Interesting tool but that warning that I have to run an command to make it work, really turned off me.
Also, I am curious if you distribute an executable via Github, you need to still apply for Apple dev program?
You could partially match the output by tuning your syntax highlighting rules to make various markup invisible, thus leaving you with only the bold word without the asterisks.
Though still won't help with search ignoring markup
I've tested so many Markdown editors with WYSIWYG or instant preview, but this is the first one with only 4MB download size! Is using Tauri the secret sauce to this magic?
I, for one, use GitHub stars as a way of bookmarking projects. Which means I will star a project that I want to look into later. And most of the time I completely forget about it.
For also viewing and editing these Markdown files from Emacs, you can get semi-WYSIWYG there. Especially if you take advantage of Emacs "fill" features, such as for making nested bulleted/numbered lists readable.
MDX, with the custom content involved, is though.
I've been working on a hybrid WYSIWYG editor for MDX at Vrite (https://vrite.io).

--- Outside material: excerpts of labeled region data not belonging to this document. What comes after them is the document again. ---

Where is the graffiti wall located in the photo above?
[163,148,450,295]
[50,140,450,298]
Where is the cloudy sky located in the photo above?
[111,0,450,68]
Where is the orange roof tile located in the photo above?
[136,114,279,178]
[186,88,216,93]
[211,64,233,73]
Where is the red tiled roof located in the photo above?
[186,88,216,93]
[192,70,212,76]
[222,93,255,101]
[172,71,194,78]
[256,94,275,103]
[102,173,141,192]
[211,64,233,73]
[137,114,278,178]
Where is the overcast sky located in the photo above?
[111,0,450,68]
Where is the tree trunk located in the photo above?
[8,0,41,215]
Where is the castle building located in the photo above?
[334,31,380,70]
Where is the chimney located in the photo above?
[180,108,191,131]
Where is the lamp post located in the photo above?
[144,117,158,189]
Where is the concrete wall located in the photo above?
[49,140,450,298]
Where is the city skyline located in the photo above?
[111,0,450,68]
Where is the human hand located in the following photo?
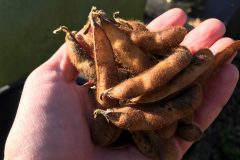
[5,9,238,160]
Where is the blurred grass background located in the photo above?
[0,0,145,87]
[0,0,240,160]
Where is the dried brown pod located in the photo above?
[113,12,149,35]
[94,85,202,130]
[103,46,192,100]
[132,131,178,160]
[91,16,119,108]
[131,131,158,159]
[130,49,214,103]
[97,12,155,73]
[91,19,122,146]
[130,26,187,55]
[153,122,178,139]
[176,123,203,142]
[53,26,96,81]
[91,115,122,146]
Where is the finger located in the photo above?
[181,18,226,53]
[209,37,234,55]
[210,37,237,63]
[147,8,187,32]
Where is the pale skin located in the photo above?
[5,9,239,160]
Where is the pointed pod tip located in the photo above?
[53,26,70,34]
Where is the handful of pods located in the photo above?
[54,7,240,160]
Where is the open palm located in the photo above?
[5,9,238,160]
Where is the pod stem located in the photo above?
[53,26,71,34]
[93,109,111,122]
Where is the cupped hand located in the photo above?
[5,9,238,160]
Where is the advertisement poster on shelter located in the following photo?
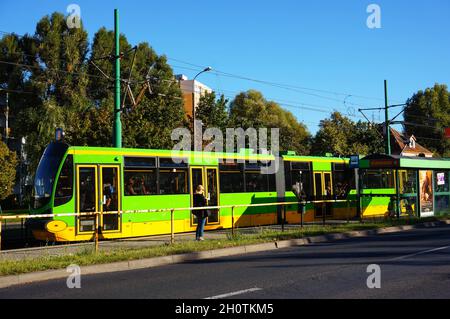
[419,171,434,217]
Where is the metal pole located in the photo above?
[322,203,327,226]
[170,209,175,244]
[192,90,195,151]
[113,9,122,148]
[94,212,99,253]
[395,169,400,219]
[0,217,3,251]
[5,92,9,145]
[384,80,391,155]
[231,206,234,237]
[300,202,306,228]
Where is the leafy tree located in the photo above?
[0,13,186,171]
[196,92,229,133]
[312,112,383,156]
[0,141,17,201]
[404,84,450,157]
[230,90,310,155]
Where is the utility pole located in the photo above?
[113,9,122,148]
[5,92,9,145]
[384,80,391,155]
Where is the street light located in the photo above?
[192,66,212,151]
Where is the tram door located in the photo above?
[314,172,333,217]
[190,167,220,225]
[77,165,121,233]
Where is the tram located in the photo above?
[27,141,357,242]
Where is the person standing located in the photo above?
[193,185,208,241]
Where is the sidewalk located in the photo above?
[0,220,450,288]
[0,221,356,261]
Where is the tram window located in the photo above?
[124,157,156,168]
[219,160,245,194]
[245,171,268,193]
[333,164,355,199]
[124,170,157,196]
[55,155,73,206]
[284,162,294,192]
[292,162,311,171]
[159,157,188,168]
[220,171,245,194]
[159,168,188,195]
[286,162,314,198]
[362,169,395,189]
[267,174,277,192]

Currently supports custom block elements and JSON-serializable attributes. Now looking into inline content and building an extension system to render custom previews for the nodes.
Check it out if you're interested - it's also open-source.
Tiptap is immensely popular, supports both Vue and React, is super lightweight and has a huge community of extensions. I've been using this since 2019 and can't recommend it enough. A number of comments here are asking for functionality that is built in, easily available as an extension, or easily add-able!
Adding a list of features would be nice. Does it support checkboxes? Mermaid? Folding? Does the editor it comes with support search and replace? Multi-caret editing?
Maybe it’s just me, but I have long stopped downloading stuff just in case it’s good. You have to convince me first, then I will download.
Eg. If it is trying to be a generic markdown file editor, I wouldn't want it to insert yaml frontmatter without being more explicit about it. If it is trying to be a note taking tool, I'd expect to be able to interlink local markdown files and navigate files through them (I couldn't get that to work). If non technical users are the primary audience, the git integration may not be ideal sync solution for them. If it is for technical users, we would likely want to be able to edit the front matter ourselves (to add options specific to jekyll/pandoc or whatever else will use that markdown) etc.